Erol Toy'un 'İmparator' ve Koray R. Yılmaz'ın 'Mahalle Bakkalından Küresel Aktöre Arçelik, İşletme Tarihine Marksist Yaklaşım' adlı kitapları
Melih YILMAZ
Dünyaya hangi pencereden bakarsa baksın birçok yazar ülkenin tarihsel sürecinin seri romanlarını yazmışlardır. Yakup Kadri, Tanzimat’tan 1950’lere hatta daha ötesine uzanır realist bakışla; Kemal Tahir ta Osmanlı’nın kuruluş dönemlerinden cumhuriyete. Hasan İzzettin Dinamo, Osmanlı Devleti’nin 1. Dünya Savaşı sonrası yenilgisinden Kurtuluş Savaşı’na, oradan cumhuriyetin kuruluşu ve ilk yıllarına kadar geçen süreyi belgesel roman tarzında, dokuz ciltte sabırla, ilmek ilmek örer. Araştırmacılar, gazeteciler de vardır bu kervanda: Örneğin Doğan Avcıoğlu: Türklerin Tarihi ve Türkiye’nin Düzeni. Osmanlı’nın sonu ve cumhuriyet eksenli incelemeleriyle Şevket Süreyya Aydemir. Cüneyt Arcayürek Anlatıyor serisi… Örnekleri çoğaltmak mümkündür elbette. Bu yapıtlarda ülkenin tarihsel, sosyolojik, ekonomik, etnografik, askeri hatta diplomatik olguları irdelenmiş, “büyük resim” ortaya konmaya çalışılarak durum değerlendirilmesi yapılmış ve geleceğe yol haritası çizilmeye çalışılmıştır. Bu tür yapıtlar okununca günümüz/güncellik çok daha iyi anlaşılır, değerlendirilir, yorumlanır.

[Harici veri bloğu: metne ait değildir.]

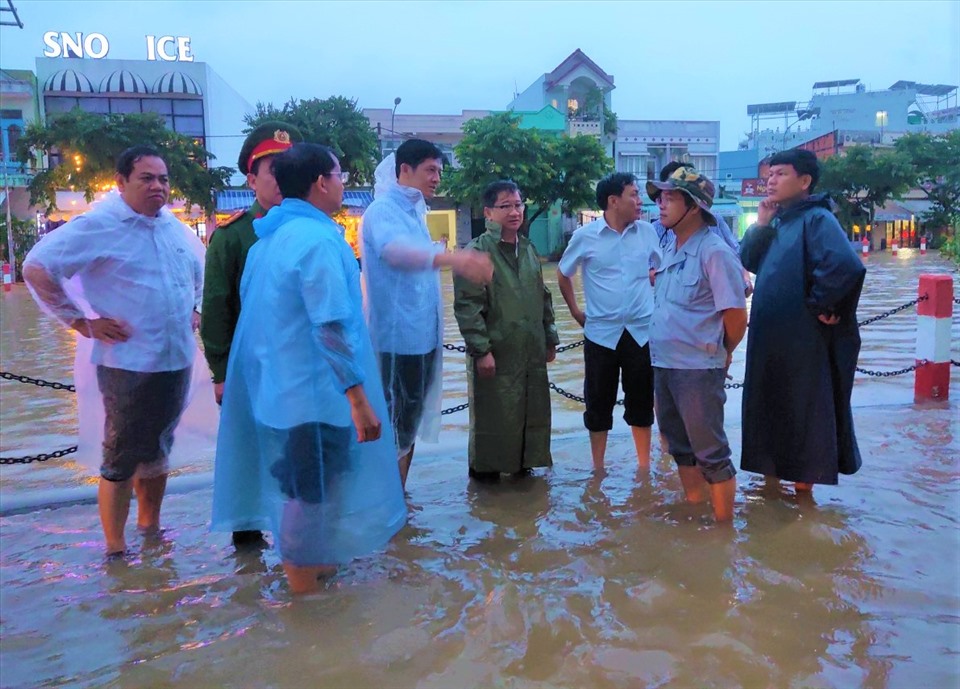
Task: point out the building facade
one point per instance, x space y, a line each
191 98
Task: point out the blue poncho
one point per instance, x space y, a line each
288 459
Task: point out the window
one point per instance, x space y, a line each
706 165
635 165
97 105
188 107
125 105
161 106
58 104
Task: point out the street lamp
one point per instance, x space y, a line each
393 117
881 122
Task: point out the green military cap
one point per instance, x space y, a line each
266 139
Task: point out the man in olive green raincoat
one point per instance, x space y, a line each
509 330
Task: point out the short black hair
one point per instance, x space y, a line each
493 190
802 161
613 185
300 166
672 167
415 151
129 158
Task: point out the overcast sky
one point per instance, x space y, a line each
669 60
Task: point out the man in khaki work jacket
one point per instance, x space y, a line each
508 327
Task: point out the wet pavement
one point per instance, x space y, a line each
563 579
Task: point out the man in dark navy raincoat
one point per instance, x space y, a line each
803 340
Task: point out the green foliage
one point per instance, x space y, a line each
24 237
864 179
936 161
547 169
336 122
950 248
89 145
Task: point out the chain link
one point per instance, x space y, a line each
890 374
42 457
574 345
6 375
887 314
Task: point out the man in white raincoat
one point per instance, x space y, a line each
402 285
140 271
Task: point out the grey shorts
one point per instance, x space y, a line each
142 410
690 416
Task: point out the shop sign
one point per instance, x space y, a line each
96 46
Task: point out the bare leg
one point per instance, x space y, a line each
598 448
306 579
149 497
642 437
113 500
405 463
721 495
695 488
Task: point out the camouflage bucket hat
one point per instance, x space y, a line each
691 183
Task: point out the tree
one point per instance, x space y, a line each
336 122
547 169
89 144
936 161
863 179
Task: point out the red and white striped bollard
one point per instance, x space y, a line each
932 381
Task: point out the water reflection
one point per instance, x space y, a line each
559 579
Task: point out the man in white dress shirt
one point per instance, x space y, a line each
142 277
614 253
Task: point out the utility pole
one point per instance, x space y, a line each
6 8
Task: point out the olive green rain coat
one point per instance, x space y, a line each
513 318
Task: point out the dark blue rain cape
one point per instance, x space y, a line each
287 453
797 422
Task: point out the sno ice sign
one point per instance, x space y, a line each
96 46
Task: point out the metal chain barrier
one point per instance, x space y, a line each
38 382
42 457
890 374
887 314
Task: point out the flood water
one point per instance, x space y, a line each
563 579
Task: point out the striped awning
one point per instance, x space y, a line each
238 199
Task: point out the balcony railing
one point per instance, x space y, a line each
578 127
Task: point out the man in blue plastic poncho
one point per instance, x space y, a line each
301 450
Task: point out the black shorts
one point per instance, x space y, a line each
142 411
604 370
406 380
315 456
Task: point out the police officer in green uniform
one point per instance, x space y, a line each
227 254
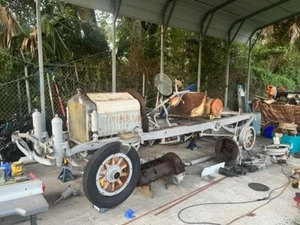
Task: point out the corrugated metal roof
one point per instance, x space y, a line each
188 14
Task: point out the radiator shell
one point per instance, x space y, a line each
117 113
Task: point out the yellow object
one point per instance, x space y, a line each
16 168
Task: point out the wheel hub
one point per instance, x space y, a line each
114 174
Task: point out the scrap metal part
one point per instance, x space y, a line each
226 150
168 164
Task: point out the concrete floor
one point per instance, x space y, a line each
78 210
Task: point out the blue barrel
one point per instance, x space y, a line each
257 123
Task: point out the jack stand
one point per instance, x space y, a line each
65 175
192 145
100 210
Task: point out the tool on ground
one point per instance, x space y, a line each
59 98
297 198
129 214
66 194
2 175
258 187
65 175
226 172
17 168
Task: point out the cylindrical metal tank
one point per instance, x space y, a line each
57 132
257 123
37 124
213 106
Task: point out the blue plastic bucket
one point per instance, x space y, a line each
268 131
293 141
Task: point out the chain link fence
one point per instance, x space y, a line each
21 96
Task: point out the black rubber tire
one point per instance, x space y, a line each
89 177
226 150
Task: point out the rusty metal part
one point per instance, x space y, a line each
139 97
188 103
213 106
168 164
79 107
226 149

Bu yazarlardan biri de Erol Toy’dur. Onun romanlarının bir ucu Şeyh Bedrettin’de hatta Hitit’lerde diğer ucu 1990’lardadır. Bir ortaokul diplomasına sahip olmasına karşın sınıfsal mücadele içinde kendini yetiştirmiş yazarımızın İmparator romanı, yerli kapitalizmin nasıl ve hangi koşullarda doğduğunu, geliştiğini ve siyaseti nasıl avucuna aldığını anlatır.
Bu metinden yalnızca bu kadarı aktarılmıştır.